En el umbral del año nuevo, renace la esperanza, un lienzo en blanco ante nosotros se despliega con bonanza. Nuevos retos asoman, desafíos por descubrir, un viaje por caminos que nos invitan a persistir.

En enero, como el sol que ilumina el horizonte, nos enfrentamos a metas, con un corazón que late con monte. Resoluciones danzan en el aire, sueños por alcanzar, cada paso un desafío, cada logro, un lugar para brillar.

Febrero nos trae el amor, no solo en pareja, sino en sueños y anhelos, en todo lo que se desea. El compromiso con nosotros mismos florece, cual semilla que en la tierra nuestra esencia estremece.

Marzo sopla vientos de cambio, renovación en cada rincón, como hojas que caen, dejamos atrás lo que ya no es razón. Abril despierta la creatividad, como flores en primavera, nuevas ideas brotan, como esperanza que perdura entera.

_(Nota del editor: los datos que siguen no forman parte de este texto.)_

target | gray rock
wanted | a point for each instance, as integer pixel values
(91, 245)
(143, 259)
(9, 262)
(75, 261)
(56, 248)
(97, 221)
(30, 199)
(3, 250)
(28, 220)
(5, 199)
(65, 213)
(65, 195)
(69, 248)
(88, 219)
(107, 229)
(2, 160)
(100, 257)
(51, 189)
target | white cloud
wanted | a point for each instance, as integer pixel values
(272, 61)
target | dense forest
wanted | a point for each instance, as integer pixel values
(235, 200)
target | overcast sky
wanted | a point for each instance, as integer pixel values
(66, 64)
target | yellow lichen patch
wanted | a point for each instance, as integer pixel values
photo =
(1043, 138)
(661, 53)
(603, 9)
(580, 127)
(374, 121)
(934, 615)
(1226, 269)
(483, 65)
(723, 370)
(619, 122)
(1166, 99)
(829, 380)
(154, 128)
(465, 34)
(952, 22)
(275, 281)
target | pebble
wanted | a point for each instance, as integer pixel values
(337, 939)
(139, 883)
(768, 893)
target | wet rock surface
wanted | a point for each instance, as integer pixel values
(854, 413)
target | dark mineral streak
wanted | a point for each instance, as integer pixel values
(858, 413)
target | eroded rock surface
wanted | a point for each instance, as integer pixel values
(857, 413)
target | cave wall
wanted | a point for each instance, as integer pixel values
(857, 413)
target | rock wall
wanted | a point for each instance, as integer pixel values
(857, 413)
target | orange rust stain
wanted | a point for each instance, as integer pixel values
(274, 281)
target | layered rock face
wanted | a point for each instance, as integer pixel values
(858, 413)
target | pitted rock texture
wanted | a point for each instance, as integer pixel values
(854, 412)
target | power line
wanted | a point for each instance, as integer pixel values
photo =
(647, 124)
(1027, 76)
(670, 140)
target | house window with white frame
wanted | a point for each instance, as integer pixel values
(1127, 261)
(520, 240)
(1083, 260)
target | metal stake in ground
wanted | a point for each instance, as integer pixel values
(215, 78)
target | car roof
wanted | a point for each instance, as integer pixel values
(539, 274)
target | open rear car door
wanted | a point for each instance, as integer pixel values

En mayo, como aves migratorias, buscamos nuevos cielos, explorando horizontes, rompiendo viejos anhelos. Cada desafío es un vuelo hacia la libertad, donde el coraje y la valentía nos llevan con verdad.

Junio nos susurra sobre la perseverancia, bajo el sol ardiente, enfrentamos con elegancia. Los días de verano nos enseñan a resistir, como un árbol firme ante la tormenta a existir.

Julio enciende la pasión, como fuegos artificiales en el cielo, ardemos con propósito, como llama en su destello. Nuevos retos son combustible para el alma, una danza constante hacia la cima que embriaga.

Agosto, como el sol en su máximo esplendor, nos recuerda que el tiempo es un tesoro de valor. Cada día un regalo, cada desafío una lección, en este viaje de la vida, una constante reflexión.

Septiembre nos invita a la introspección, como las hojas que caen en su danza de conexión. Reflexionamos sobre el camino recorrido, y con sabiduría, enfrentamos lo venidero, decididos.

Octubre pinta paisajes con colores de cambio, como la transformación que anida en cada rincón extraño. Nuevos retos son oportunidades disfrazadas, en cada desafío, el alma se fortalece y abraza.

Noviembre despierta la gratitud en el corazón, como hojas caídas que nutren el suelo con devoción. Cada desafío, una razón para agradecer, en este festín de la vida, aprendemos a comprender.

Diciembre, como un cuento de Navidad que se teje, nos invita a cerrar el año con amor, y que pareje. Nuevos retos, como regalos envueltos con esmero, nos esperan en el futuro, en cada paso sincero.

Así, en cada año nuevo, el ciclo se repite, con nuevos retos que la vida nos invita a admitir. Con valentía enfrentamos lo que está por venir, en la danza eterna de la vida, persistimos al existir.